I must be honest and reveal myself a heathen. It took me two months to plough through this novel with pen poised in hand and an intense furrowing of the brow. After the first fifty pages, I shelved Proust for a month, in favour of Hilary Mantel. À la recherche du temps perdu was not a natural pleasure for me by any stretch. I have little interest in the tribulations of well-to-do people deeply aware of and concerned with social class. The turgidity of Proust’s lengthy descriptions of the idiosyncrasies of characters at a dinner party, are somewhat exhausting after ten pages of facial tics and acted laughter, the hidden meanings of which, in the end, do not seem of any particular consequence.
Yet, I persisted. The exquisite, descriptive vocabulary retains a nowness; a timeless quality. And Proust’s meticulous, academic social observations reveal profound insights into the relationship between outward human behaviour and inner thought. He reveals a tender cynicism about the contrivances of his characters and a witty self-awareness about the inherent sense of superiority and associated cruelties that are a by-product of his social standing.
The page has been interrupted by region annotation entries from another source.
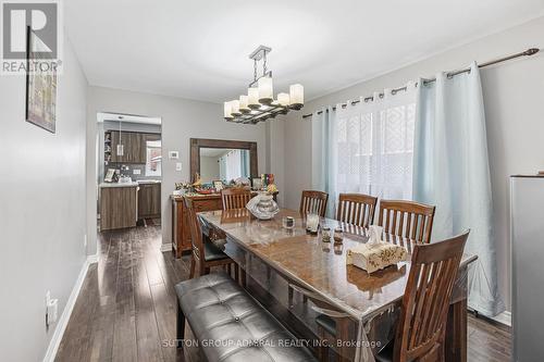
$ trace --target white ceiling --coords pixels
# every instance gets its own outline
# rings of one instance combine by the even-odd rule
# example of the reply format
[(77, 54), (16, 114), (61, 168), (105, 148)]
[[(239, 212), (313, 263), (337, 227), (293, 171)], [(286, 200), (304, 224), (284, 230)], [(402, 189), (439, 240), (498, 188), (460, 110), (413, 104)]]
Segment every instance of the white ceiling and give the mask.
[(274, 91), (306, 99), (542, 15), (544, 0), (70, 0), (69, 37), (91, 85), (213, 102), (272, 47)]
[(106, 112), (97, 113), (97, 122), (104, 122), (104, 121), (121, 121), (121, 122), (154, 124), (154, 125), (161, 124), (160, 117), (148, 117), (144, 115), (106, 113)]

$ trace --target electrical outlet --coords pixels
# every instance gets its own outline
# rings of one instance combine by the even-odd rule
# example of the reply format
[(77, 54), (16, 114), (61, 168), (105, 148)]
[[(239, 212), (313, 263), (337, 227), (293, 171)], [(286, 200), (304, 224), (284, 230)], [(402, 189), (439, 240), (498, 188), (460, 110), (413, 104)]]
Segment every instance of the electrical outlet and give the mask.
[(51, 292), (46, 292), (46, 327), (57, 322), (59, 316), (59, 299), (51, 299)]

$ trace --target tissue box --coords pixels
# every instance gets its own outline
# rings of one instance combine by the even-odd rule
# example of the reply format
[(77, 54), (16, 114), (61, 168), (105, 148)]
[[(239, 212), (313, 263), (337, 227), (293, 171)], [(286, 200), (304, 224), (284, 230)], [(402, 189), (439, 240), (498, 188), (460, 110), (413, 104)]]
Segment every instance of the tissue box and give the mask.
[(368, 273), (380, 271), (390, 265), (405, 261), (406, 249), (385, 241), (361, 244), (347, 251), (346, 263), (354, 264)]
The central theme of lost time encapsulated in the spongy joys of a tea-soaked madeleine is touched so lightly that it lingers delicately in the back of the mind soothing numerous angst-ridden tussles between social constraint and individual complexity. And Proust maintains a deeply personal and confiding tone that leaves you feeling you know a part of him, you have seen a glimmer of his inner world and most intimate worries. It is odd but true that I even think the author’s vulnerability triggered my well-buried maternal instincts.
Within the novel, Proust considers his relationship to the inner sanctum of books and exterior reality that presents a concreteness which ‘dissipates’ when he tries to make contact with it. He writes: ‘…as an incandescent body brought near a damp object never touches its wetness because it is always preceded by a zone of evaporation.’ The pages are bubbling over with this type of sumptuously visceral analogy that enables you to see and feel the intended sentiment.
Proust describes an assimilation of a book into a reader’s consciousness as he or she constructs characters from pieces of the writer’s creation; a meeting of minds, an exchange across time and space. His rigorous examination of the nature of literature reminds me that the written word is a living thing to be altered and interpreted differently by each and every reader within their own location and from their own construction of reality so that you might see through thine eyes what I have seen through mine.
I read In Search of Lost Time, despite my initial hurdles with the density of the text and disinterest in the staging of the novel, because I thought I could learn something from one of the most revered authors of the 20th century and I hoped it might make me a better writer. I leave the book on the shelf in the study/laundry/guest room, feeling enlightened, inspired and grateful that I didn’t give in.
So after all, as you read Proust and absorb a character, such as Swann’s lover, Odette de Crecy, and your mind shifts between the nuances of her elusive personality, remember you are sitting beneath a virtual blossoming chestnut tree with a French novelist, one of the greatest literary figures of our time, creating lives and building worlds.